# All female huntin club?



## LaurenR88 (Dec 8, 2012)

I have been curious for a while to know if there are all female huntin clubs anywhere around? It just popped in my head one day so I figured I would ask lol


----------



## jerry russell (Dec 9, 2012)

Never seen one of those. With more and more female hunters entering the woods it may happen some day. We have a female member and she took her first deer this year. It was a bowkill on her 3rd deer hunt ever.


----------



## camo-n-lace (Dec 9, 2012)

I have been having problems getting one started. Just not enough interest as they usually go to their husbands or bf's clubs. I would love it but it don't look like it will happen.


----------



## LaurenR88 (Dec 10, 2012)

That's very true. My bf does not hunt so it makes me feel disrespectful if I go and hunt with other guys or if those guys are married or have gf's then I would feel that I'm disrespecting them.. If that makes sense. I have 6 women including myself that are interested. I'm trying to figure out all the details of getting one up and going.


----------



## LaurenR88 (Dec 10, 2012)

jerry russell said:


> Never seen one of those. With more and more female hunters entering the woods it may happen some day. We have a female member and she took her first deer this year. It was a bowkill on her 3rd deer hunt ever.
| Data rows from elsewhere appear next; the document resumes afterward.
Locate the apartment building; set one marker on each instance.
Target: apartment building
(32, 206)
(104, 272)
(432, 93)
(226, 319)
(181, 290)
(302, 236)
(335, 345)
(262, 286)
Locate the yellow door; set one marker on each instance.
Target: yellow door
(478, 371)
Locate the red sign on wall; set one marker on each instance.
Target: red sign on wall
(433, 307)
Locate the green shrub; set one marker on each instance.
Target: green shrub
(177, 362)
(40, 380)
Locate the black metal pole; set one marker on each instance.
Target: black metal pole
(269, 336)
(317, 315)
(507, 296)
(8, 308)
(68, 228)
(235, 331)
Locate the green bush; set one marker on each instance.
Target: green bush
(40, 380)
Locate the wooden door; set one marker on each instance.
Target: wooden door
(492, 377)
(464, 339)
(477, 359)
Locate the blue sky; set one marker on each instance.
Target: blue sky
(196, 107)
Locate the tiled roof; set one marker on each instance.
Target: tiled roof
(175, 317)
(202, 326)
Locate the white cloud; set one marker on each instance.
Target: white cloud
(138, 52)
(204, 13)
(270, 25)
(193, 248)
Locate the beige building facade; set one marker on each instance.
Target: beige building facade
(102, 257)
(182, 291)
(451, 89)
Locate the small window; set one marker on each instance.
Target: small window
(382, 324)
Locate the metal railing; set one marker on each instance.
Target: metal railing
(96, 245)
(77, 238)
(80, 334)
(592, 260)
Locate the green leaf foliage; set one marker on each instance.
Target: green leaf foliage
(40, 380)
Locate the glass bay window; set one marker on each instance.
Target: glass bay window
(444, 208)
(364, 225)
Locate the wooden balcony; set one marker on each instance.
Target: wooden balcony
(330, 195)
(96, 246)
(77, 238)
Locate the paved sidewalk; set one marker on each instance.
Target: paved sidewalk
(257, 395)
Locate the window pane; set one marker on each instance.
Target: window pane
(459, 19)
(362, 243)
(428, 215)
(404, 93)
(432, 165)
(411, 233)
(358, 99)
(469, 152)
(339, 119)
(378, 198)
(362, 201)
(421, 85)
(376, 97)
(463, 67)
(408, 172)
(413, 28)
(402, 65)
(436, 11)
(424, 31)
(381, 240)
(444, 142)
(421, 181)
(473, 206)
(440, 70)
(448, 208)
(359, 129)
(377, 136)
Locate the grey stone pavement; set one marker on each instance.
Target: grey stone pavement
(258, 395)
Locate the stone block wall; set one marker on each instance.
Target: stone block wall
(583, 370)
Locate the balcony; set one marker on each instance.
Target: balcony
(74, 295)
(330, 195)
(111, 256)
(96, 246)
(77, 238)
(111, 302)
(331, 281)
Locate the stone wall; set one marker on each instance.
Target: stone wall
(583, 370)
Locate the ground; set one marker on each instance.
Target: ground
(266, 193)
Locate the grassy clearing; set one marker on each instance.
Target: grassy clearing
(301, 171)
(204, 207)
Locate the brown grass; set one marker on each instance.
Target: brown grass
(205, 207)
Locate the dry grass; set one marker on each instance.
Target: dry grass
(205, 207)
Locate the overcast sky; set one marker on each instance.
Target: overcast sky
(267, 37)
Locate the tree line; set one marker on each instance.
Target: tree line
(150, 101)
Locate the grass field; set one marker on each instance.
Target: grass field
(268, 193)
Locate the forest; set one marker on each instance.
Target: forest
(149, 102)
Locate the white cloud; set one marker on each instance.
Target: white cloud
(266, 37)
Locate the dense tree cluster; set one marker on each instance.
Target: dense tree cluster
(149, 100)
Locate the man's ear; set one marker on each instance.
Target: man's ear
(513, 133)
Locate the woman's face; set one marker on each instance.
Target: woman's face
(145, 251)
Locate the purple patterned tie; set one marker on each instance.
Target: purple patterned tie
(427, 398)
That is awesome! I'm very happy for her


----------



## msbowhnter (Dec 10, 2012)

Im sure my wife would be, but then we would be arguing over who gets to go hunting and who gets to watch our son....Oh wait thats what grandma is for....


----------



## Dog Hunter (Dec 10, 2012)

msbowhnter said:


> Im sure my wife would be, but then we would be arguing over who gets to go hunting and who gets to watch our son....Oh wait thats what grandma is for....



Take him with you.  Problem solved.


----------



## Gadestroyer74 (Dec 10, 2012)

Yall just need to do it there would be more than you think Wana do it.. Get the land and go for it


----------



## Dog Hunter (Dec 10, 2012)

Ok.  Got to ask.  You going to have a bf/husband rule in the bylaws?


----------



## LaurenR88 (Dec 10, 2012)

Dog Hunter said:


> Ok.  Got to ask.  You going to have a bf/husband rule in the bylaws?



Lol huh?


----------



## rance56 (Dec 10, 2012)

Can I b the cook


----------



## hummdaddy (Dec 10, 2012)

LaurenR88 said:


> Lol huh?



 some club's make rules no wives or girlfriends aloud


----------



## LaurenR88 (Dec 11, 2012)

I wouldn't mind bfs or husbands being apart of the club.. But as long as their wives were present.. That way nothing could get twisted and there are no misunderstandings. I'm not dealing with drama.. Especially drama like that.


----------



## willsm89 (Dec 11, 2012)

No drama on an all female hunting club??


----------



## LaurenR88 (Dec 11, 2012)

Lol men are just as capable of being as dramatic as women


----------



## biggdogg (Dec 11, 2012)

LaurenR88 said:


> Lol men are just as capable of being as dramatic as women



yes ma'am. just check out the deer hunting forum, and look up trophy hunting, baiting or QDM for all the evidence!


----------



## LaurenR88 (Dec 12, 2012)

Hahahaha!!!!


----------



## davedirt (Dec 12, 2012)

I am looking to join a all female club myself......can just imagine the camp fire talk as i am typing.


----------



## LaurenR88 (Dec 12, 2012)

davedirt said:


> I am looking to join a all female club myself......can just imagine the camp fire talk as i am typing.



Hey! It would definately be interesting! lol


----------